同年12月19日、熊本藩江戸留守居役の吉田平之助の別邸を訪れ、熊本藩士の都築四郎・谷内蔵允と酒宴をした。谷が帰った後、3人の刺客(熊本藩足軽黒瀬一郎助、安田喜助、堤松左衛門)の襲撃を受けた。不意の事であったため小楠は床の間に置いた大小を手に取れなかった。そのため、身をかわして宿舎の常盤橋の福井藩邸まで戻り、予備の大小を持って吉田の別邸まで戻ったが、既に刺客の姿は無く、吉田・都築ともに負傷していた(吉田は後に死亡した)。この事件後、文久3年(1863年)8月まで福井に滞在。熊本藩では、事件の際の「敵に立ち向かわずに友を残し、一人脱出した」という小楠の行動が武士にあるまじき振る舞い(士道忘却)であるとして非難され、小楠の処分が沙汰された。福井藩は、国家のために尽くしている小楠が襲われたのは、単に武士道を欠いた者と同一視するべきではなく、刀を取りに戻ったのは当然であると小楠を擁護した。同年12月16日、寛大な処置として切腹は免れたものの、小楠に対し知行(150石)召上・士席差放の処分が下され、小楠は浪人となった[1]

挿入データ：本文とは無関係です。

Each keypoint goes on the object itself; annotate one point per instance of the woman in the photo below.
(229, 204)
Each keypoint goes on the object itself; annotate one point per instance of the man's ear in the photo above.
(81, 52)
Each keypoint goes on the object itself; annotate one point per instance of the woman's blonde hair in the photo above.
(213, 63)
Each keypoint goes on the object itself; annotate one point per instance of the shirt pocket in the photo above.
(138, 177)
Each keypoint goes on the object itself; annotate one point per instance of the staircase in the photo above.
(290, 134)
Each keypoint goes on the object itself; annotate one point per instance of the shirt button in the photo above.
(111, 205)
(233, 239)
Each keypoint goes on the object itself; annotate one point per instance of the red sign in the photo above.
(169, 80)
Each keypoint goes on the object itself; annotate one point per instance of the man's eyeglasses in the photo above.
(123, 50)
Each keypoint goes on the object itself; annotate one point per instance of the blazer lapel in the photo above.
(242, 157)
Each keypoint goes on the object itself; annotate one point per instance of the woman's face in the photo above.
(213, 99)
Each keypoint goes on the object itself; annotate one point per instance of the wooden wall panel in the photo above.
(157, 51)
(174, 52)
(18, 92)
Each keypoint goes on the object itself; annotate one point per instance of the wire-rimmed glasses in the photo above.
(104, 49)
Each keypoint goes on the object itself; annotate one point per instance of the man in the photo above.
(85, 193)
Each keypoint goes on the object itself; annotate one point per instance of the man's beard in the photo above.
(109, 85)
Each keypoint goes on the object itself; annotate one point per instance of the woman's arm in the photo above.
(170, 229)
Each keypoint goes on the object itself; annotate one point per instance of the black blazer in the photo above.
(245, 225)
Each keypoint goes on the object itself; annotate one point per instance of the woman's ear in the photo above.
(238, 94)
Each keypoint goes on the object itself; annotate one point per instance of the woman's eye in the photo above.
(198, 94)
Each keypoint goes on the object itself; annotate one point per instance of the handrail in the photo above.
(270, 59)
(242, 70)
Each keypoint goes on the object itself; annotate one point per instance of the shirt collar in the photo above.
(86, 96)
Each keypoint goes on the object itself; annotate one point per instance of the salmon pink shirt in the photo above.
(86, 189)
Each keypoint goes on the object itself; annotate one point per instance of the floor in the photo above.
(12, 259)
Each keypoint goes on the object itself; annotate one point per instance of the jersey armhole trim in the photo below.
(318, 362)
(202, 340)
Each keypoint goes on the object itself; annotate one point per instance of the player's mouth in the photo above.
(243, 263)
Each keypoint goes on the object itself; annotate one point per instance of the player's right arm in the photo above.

元治元年(1864年)2月に龍馬は勝海舟の遣いで熊本の小楠を訪ねている。小楠は[注釈 1]『国是七条』を説いた。この会談には徳富一敬も同席している[要出典]。この際、小楠は兄の遺子で自身の甥にあたる左平太と太平神戸海軍操練所に入所できるよう、龍馬を通じて海舟に依頼した[1]。その後、慶応元年(1865年)5月にも龍馬が小楠を訪ねてきているが、第二次長州征討の話題となった時、小楠が長州藩に非があるため征討は正当だと主張したため龍馬と口論になったという(これ以後、小楠と龍馬は会うことが無かった)[1]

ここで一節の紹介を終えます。